The Archbishop's lean face twitched. "Since Your Highness asks me, I do not hesitate to say that you can do nothing else. Monsieur Lass has supplied--nobly supplied, if I may say so--the sword that cuts this Gordian knot. As he points out, monseigneur's duty to France asks no less."
"No less than that I acquire some rehabilitation at the Baron's expense! Parbleu, it's a noble thing to be a prince. And the Baron, Archbishop? What is to become of him? Not even his life may be left him once it is assumed that he is in disgrace and that the full force of public hatred may be loosed upon him."
"Do not be concerned, monseigneur. I shall not be here to meet it. My brother, who, I am relieved to think, shares none of this execration in which I am now held, will remain for as long as Your Highness considers necessary in winding up the Bank." He paused a moment, whilst the Regent, with rumpled brow, sat staring gloomily before him. Then he resumed. "Because of slanders that may spring up when I am gone, Your Highness will bear with me if I add that whilst I have made the fortunes of many I have taken no thought for my own. With opportunities to enrich myself such as probably have never been afforded to any man, I will ask Your Highness to believe that I have not placed a single louis out of France. The Bank's reserve of gold will prove it. Such wealth as I have acquired here, which, apart from my lands of Guermande, may amount to some ten millions, I leave behind."

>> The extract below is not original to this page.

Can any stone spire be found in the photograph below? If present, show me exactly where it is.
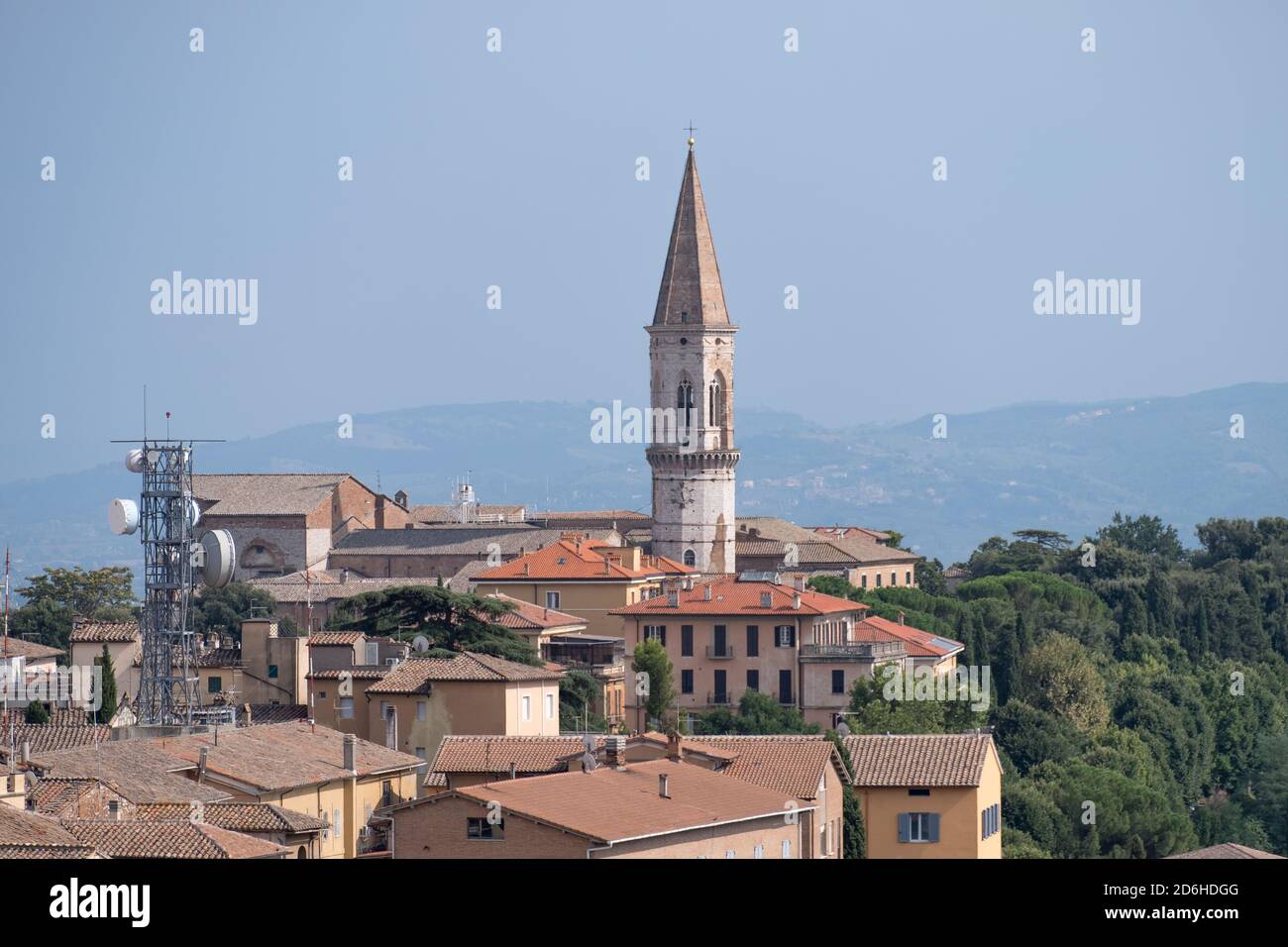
[653,138,729,326]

"Ah, that, no!" the Regent impulsively protested. "So much is not necessary, my dear Lass."
"Most necessary, Highness, for my honour. It will remain in order to shield me from defamation."
Sadly the Regent bowed his head, and for a moment there was silence. "If I let you go," he said at last, "it is in the hope that I may recall you once all this has died down, once order is restored, once the yield of Louisiana, due to your enterprise, shall, as I hope, have repaired our finances. You see, my friend," he ended on a sad smile, "I still have faith in you."

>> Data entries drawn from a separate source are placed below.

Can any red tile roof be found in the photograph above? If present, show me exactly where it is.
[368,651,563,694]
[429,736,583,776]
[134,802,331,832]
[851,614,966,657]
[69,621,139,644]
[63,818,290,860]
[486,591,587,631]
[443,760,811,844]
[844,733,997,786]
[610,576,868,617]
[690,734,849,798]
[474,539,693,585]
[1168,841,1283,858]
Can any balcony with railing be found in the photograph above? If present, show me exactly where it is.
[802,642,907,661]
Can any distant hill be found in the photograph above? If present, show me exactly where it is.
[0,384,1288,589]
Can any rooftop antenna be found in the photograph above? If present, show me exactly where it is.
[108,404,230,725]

He stood up, and held out his hand. Mr Law accepted it and bore it to his lips. "My heart is full of gratitude for those words, monseigneur." Then, erect once more, placid as ever, elegant and commanding, he added: "Whenever Your Highness thinks that I may serve you, a word will bring me."
But his smile as he spoke was sardonic, for he was too fully assured that his repute could never survive the full discredit which he now invited in payment of his debt to a prince who had so fully trusted him.